Débats budgétaires – Anil Gayan: «C’est un budget de confiance»

«Lorsque jette un coup d’œil au Budget, nous constatons que c’est un budget de confiance. Il offre le feel good factor» : propos d’Anil Gayan, ministre du Tourisme lors de son intervention sur le Budget 2018-2019, ce lundi 18 juin au Parlement. Selon lui, les jeunes se réjouissent de la dotation budgétaire de Rs 1 million, destiné à la formation.

«Nos jeunes auront la formation nécessaire, des aptitudes et des connaissances dans tous les secteurs de l’économie. Cela d’autant plus que n’avons pas de personnel qualifié. Par exemple, nous n’avons pas de bons sommeliers», a affirmé Anil Gayan. Soulignant que ce programme de formation touchant les jeunes «across the board» s’inscrit dans une perspective de donner l’opportunité de réussir à tout un chacun.

«Maurice est en marche ! Toujours est-il que nous sommes confrontés au problème de mis-match par rapport à l’acquisition de connaissances», a-t-il concédé.

Auparavant, soit au début de son intervention, le ministre du Tourisme a répliqué le leader de l’Opposition sur son argumentation sur la vente de nationalité mauricienne aux étrangers.

Abordant le dossier tourisme, Anil Gayan a soutenu qu’un travail  se fait pour attirer davantage de visiteurs chinois à Maurice. «Le récent forum organisé en Chine est la résultante de la mission que j’y avais dirigée l’an dernier. Nous avions évoaué l’arrivée des touristes chinois à Maurice. Cela d’autant plus que la Chine constitue une source majeure en terme des arrivées touristiques pour Maurice», a mainetenu le ministre du Tourisme.
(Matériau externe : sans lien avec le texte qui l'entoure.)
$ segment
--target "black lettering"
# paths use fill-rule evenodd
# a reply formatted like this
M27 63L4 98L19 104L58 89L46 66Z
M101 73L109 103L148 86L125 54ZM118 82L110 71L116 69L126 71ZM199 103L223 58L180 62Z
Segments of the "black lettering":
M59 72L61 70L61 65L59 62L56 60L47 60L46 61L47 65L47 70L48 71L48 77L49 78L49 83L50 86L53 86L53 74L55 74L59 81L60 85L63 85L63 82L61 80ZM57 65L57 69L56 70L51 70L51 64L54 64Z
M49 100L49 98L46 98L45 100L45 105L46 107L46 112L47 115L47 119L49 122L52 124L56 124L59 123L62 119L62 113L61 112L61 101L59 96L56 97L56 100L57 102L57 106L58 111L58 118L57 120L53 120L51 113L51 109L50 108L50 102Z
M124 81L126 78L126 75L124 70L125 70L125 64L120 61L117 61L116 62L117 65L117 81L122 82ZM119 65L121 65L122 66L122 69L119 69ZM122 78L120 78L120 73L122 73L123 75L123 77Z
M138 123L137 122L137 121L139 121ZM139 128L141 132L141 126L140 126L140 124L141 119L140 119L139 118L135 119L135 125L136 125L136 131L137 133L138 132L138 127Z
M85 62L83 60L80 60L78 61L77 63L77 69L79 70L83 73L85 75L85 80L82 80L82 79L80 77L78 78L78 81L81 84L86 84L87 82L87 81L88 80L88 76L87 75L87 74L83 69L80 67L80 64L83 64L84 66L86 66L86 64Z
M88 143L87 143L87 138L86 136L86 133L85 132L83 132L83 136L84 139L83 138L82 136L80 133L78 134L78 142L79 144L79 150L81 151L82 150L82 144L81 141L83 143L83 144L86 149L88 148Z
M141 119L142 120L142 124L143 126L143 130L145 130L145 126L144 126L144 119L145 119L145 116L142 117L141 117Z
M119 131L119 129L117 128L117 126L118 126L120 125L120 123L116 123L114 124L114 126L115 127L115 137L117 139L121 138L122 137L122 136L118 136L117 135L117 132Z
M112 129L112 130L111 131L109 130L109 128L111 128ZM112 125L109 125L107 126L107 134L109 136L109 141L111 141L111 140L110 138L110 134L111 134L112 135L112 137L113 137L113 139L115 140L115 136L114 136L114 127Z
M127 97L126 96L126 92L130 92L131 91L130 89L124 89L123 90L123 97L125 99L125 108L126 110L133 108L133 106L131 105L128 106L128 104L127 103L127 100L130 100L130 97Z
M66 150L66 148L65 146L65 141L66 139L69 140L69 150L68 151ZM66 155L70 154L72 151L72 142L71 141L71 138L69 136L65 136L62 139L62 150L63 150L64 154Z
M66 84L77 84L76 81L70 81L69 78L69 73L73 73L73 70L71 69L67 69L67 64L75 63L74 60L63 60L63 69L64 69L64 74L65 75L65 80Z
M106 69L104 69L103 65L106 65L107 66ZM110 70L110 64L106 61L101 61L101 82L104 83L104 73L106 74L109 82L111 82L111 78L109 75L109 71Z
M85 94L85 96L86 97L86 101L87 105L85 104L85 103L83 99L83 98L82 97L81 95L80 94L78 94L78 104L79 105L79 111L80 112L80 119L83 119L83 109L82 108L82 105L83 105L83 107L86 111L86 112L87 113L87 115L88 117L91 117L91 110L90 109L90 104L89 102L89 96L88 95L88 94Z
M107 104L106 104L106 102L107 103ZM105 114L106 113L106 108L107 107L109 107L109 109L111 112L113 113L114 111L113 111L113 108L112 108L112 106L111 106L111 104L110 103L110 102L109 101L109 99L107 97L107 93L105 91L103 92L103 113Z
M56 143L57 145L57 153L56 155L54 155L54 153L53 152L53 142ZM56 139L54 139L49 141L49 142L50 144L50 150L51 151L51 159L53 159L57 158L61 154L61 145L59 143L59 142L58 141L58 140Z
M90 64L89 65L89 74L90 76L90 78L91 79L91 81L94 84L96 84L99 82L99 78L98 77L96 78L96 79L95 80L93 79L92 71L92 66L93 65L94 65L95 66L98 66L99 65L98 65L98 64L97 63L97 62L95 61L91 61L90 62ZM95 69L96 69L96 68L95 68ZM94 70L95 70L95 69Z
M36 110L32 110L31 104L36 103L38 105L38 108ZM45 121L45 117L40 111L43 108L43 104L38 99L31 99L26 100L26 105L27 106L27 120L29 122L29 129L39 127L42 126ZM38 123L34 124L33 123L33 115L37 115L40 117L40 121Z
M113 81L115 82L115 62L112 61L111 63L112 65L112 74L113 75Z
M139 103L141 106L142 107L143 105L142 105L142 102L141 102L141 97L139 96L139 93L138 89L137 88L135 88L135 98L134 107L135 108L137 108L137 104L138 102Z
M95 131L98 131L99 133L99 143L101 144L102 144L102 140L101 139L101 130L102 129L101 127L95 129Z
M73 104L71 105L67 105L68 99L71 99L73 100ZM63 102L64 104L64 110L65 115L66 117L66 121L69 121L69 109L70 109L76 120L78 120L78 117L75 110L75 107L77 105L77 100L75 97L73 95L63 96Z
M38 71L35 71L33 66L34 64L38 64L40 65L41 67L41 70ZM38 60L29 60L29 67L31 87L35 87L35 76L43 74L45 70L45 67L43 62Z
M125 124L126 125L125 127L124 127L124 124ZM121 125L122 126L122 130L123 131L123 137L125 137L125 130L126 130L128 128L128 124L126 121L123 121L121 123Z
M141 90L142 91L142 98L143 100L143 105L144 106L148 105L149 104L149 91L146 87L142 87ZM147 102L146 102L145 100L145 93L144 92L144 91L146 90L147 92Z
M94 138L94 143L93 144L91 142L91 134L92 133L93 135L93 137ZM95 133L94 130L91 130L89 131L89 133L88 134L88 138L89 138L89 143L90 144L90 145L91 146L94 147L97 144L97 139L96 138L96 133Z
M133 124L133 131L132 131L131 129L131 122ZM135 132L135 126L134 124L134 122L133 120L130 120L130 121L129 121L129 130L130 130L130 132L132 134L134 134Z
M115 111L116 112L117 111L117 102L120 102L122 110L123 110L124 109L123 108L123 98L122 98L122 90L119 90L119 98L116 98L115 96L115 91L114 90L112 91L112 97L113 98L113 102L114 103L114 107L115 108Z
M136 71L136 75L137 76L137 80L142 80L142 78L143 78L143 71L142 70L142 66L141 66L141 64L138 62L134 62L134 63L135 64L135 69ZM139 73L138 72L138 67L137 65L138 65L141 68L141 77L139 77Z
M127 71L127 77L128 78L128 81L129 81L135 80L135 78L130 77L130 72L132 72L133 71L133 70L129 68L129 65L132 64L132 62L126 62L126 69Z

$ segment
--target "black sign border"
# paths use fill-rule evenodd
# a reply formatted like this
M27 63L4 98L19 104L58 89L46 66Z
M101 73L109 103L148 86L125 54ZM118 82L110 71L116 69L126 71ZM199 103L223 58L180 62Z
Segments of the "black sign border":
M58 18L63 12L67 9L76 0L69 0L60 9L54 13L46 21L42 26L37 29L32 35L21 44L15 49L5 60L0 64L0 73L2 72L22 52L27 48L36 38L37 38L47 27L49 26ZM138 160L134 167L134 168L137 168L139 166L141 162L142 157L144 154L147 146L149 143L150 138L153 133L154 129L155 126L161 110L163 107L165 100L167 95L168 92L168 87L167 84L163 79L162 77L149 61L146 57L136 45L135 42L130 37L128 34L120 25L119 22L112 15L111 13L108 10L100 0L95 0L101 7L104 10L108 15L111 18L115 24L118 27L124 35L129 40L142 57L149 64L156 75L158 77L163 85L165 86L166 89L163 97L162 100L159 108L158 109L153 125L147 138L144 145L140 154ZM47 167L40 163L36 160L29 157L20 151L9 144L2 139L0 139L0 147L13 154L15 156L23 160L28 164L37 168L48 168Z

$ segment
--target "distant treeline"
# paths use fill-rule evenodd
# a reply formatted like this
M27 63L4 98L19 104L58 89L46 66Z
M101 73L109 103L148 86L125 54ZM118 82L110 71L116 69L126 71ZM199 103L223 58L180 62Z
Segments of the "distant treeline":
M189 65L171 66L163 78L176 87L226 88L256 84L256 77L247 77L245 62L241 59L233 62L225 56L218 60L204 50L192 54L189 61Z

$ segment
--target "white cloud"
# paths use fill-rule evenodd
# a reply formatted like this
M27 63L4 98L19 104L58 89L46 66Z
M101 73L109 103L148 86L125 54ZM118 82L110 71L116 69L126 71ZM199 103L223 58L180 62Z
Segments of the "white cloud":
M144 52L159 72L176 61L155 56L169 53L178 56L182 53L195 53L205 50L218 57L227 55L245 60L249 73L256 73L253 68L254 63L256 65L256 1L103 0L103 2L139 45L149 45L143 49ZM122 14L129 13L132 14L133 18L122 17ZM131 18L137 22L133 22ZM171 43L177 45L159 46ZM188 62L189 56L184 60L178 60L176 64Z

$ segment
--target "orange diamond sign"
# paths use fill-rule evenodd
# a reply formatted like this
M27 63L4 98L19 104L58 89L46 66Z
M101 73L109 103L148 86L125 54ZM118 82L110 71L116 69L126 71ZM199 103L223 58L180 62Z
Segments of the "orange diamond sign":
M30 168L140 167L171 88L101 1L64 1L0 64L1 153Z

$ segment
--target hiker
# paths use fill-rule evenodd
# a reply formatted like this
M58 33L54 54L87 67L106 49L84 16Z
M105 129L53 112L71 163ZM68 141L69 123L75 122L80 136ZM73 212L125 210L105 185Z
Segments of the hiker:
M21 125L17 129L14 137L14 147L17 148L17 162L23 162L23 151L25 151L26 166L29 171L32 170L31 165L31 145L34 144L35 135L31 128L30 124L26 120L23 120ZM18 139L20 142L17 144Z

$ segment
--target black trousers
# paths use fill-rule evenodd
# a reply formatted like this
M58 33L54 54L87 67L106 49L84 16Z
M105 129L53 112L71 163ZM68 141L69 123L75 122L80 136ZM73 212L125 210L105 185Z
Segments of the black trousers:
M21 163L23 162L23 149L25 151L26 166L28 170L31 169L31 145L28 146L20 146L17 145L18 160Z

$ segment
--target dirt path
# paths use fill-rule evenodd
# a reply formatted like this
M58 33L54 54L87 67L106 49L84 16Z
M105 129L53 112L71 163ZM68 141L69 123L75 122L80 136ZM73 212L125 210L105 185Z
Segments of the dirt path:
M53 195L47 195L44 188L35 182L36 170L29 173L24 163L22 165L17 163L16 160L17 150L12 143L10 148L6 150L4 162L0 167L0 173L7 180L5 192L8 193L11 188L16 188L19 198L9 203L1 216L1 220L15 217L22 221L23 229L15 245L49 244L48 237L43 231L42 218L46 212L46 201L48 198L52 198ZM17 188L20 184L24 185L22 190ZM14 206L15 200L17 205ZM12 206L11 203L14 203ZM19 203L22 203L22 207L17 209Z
Dans ce contexte, il a fait état de l’arrivée de 150 membres de la presse chinoise qui s’inscrit dans une perspective d’accorder plus de visibilité au marché mauricien.

Pour ce qui est de la baisse de touristes réunionnais à Maurice, Anil Gayan a soutenu que depuis l’année dernière l’accent est mis sur le Principe Territorial. «Avec Charter Blue, le Réunionnais peut se rendre en France avec 350 euros que lui offre la Région. Ainsi, le Réunionnais ne débourse que 50 euros pour aller en France», a-t-il expliqué.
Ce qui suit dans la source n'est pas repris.